Dom Bridges, founder of the sustainable-beauty brand Haeckels, based in the English seaside town of Margate opened a second outpost in busy east London earlier this year. “I wanted to show that small, coastal towns can produce good, scalable businesses just as much as cities can,” he says. Haeckels is impressing the discerning east London crowd. Across the candy-coloured space, sustainability meets smart design in seaweed murals, cork fixtures and furniture made from recycled food waste.
“We want to dress everybody, all the time, which means that we have to work hard on making quality essentials,” says Nicolas Yllera, co-founder and creative director of newly launched Spanish company RRRoad. “It’s been a learning process,” says Yllera, a former member of the monocle team who’s now based in Madrid and divides the work with his brand co-founder, Pepe Otaola. The label’s line of understated jumpers, T-shirts, chinos and Oxford shirts are sewn in central Spain from recycled-cotton blends.
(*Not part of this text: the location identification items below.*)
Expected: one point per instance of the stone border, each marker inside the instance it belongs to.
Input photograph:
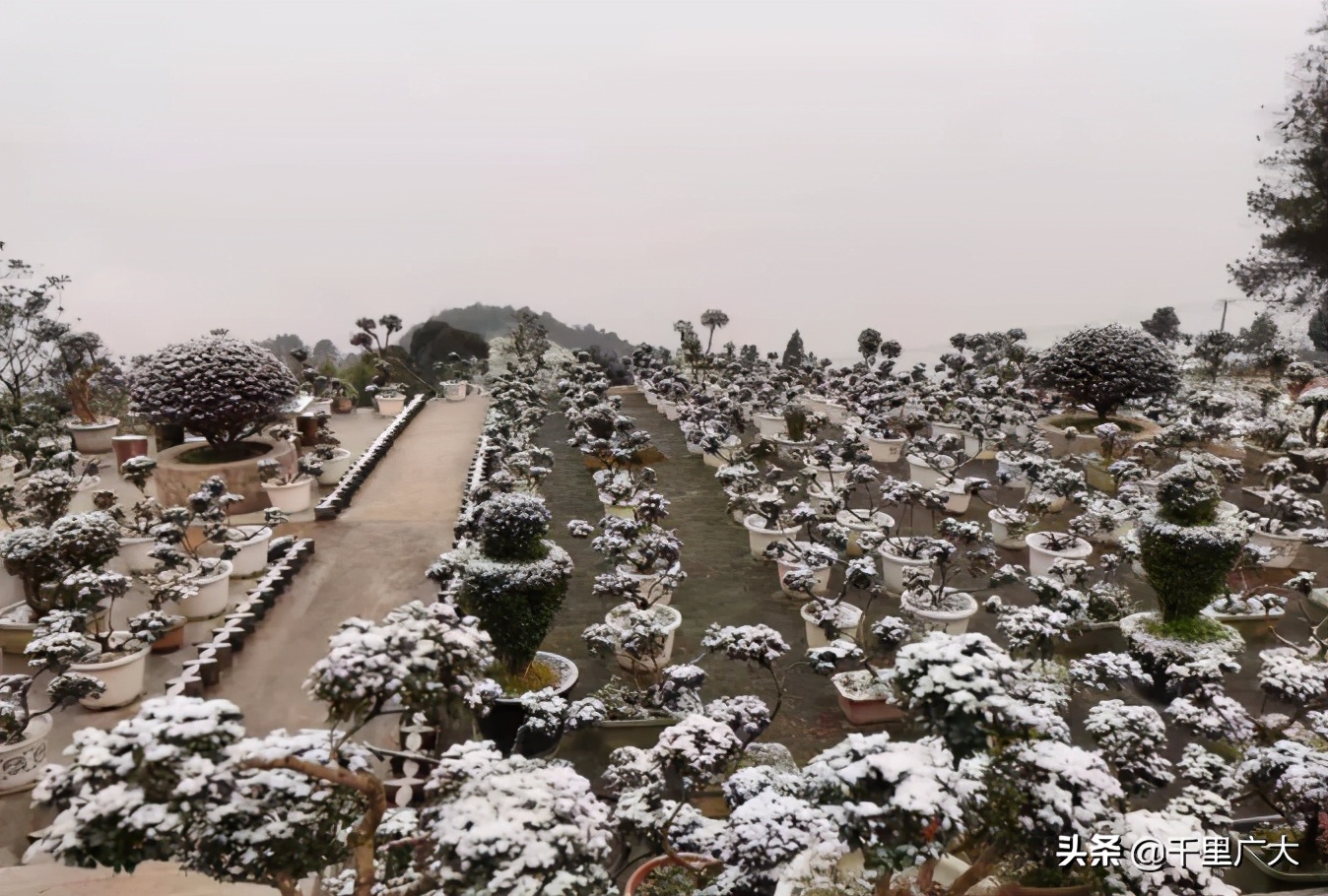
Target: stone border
(351, 480)
(220, 653)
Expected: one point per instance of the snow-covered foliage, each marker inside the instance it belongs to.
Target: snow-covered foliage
(897, 801)
(222, 388)
(513, 827)
(1178, 872)
(1132, 738)
(421, 659)
(1105, 366)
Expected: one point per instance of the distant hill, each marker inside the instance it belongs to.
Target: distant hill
(492, 320)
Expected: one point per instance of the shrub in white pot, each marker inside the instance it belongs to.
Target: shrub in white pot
(88, 374)
(928, 595)
(40, 557)
(291, 492)
(511, 578)
(198, 584)
(1187, 552)
(1045, 548)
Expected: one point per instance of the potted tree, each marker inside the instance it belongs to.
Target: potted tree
(83, 368)
(1187, 553)
(40, 557)
(226, 391)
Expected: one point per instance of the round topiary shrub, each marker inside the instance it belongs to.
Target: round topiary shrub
(513, 526)
(1185, 549)
(222, 388)
(1105, 366)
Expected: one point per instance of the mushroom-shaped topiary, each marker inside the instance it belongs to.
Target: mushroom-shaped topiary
(222, 388)
(1105, 366)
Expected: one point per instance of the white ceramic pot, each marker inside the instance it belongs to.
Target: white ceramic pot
(885, 450)
(935, 620)
(1285, 547)
(94, 438)
(823, 575)
(336, 468)
(389, 407)
(1040, 557)
(923, 474)
(858, 706)
(671, 618)
(1002, 534)
(947, 429)
(81, 502)
(124, 678)
(1054, 503)
(846, 627)
(1008, 465)
(133, 556)
(855, 525)
(893, 568)
(213, 598)
(760, 538)
(251, 559)
(770, 423)
(22, 762)
(725, 453)
(622, 511)
(648, 586)
(829, 479)
(293, 498)
(980, 450)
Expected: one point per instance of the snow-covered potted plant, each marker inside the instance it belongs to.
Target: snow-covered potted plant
(1187, 551)
(81, 366)
(226, 391)
(930, 596)
(85, 635)
(1045, 548)
(290, 491)
(513, 579)
(40, 557)
(197, 584)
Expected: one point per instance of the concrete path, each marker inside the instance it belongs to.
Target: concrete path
(366, 561)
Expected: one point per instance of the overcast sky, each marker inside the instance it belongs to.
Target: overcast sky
(919, 167)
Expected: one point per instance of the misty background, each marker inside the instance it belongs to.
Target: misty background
(918, 167)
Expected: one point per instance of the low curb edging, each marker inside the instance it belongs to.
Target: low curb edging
(351, 480)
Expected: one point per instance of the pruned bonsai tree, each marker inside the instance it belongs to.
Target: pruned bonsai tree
(221, 388)
(1105, 366)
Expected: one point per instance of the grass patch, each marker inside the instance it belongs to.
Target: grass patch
(1195, 629)
(537, 675)
(668, 880)
(225, 454)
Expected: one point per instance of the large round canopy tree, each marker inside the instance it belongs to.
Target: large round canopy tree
(1105, 366)
(225, 391)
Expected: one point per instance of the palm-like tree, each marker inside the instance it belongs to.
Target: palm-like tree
(713, 320)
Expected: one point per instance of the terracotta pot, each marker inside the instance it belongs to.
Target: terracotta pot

“Men like to have fun with their clothing,” says Rejina Pyo, the South Korea-born, London-based womenswear designer who’s known for her fashionable yet utilitarian designs and has just launched a unisex collection. The decision to enable men to buy into the brand was inspired by her husband, chef Jordan Bourke, as well as by the partners of her female colleagues, many of whom kept asking for Rejina Pyo menswear. The new range includes button-up chore jackets in a minty green decorated with Hawaiian beach scenes, and colour-blocked shirts and shorts in terracotta and dusky rose.
“We conducted countless fittings, editing details such as sleeve lengths, shoulder shapes and even buttons,” says Pyo, adding that unisex footwear is next. She says that Bourke is a helpful adviser. “He’s really honest about what he will and won’t wear.”
Fancy bringing some of that outdoor freshness indoors? Spanish luxury fashion house Loewe has recently launched a line of home scents that took root in the vegetable garden. The candles, wax candleholders, home fragrances and rattan diffusers smell of honeysuckle, juniper berry, beetroot, coriander and plenty more besides.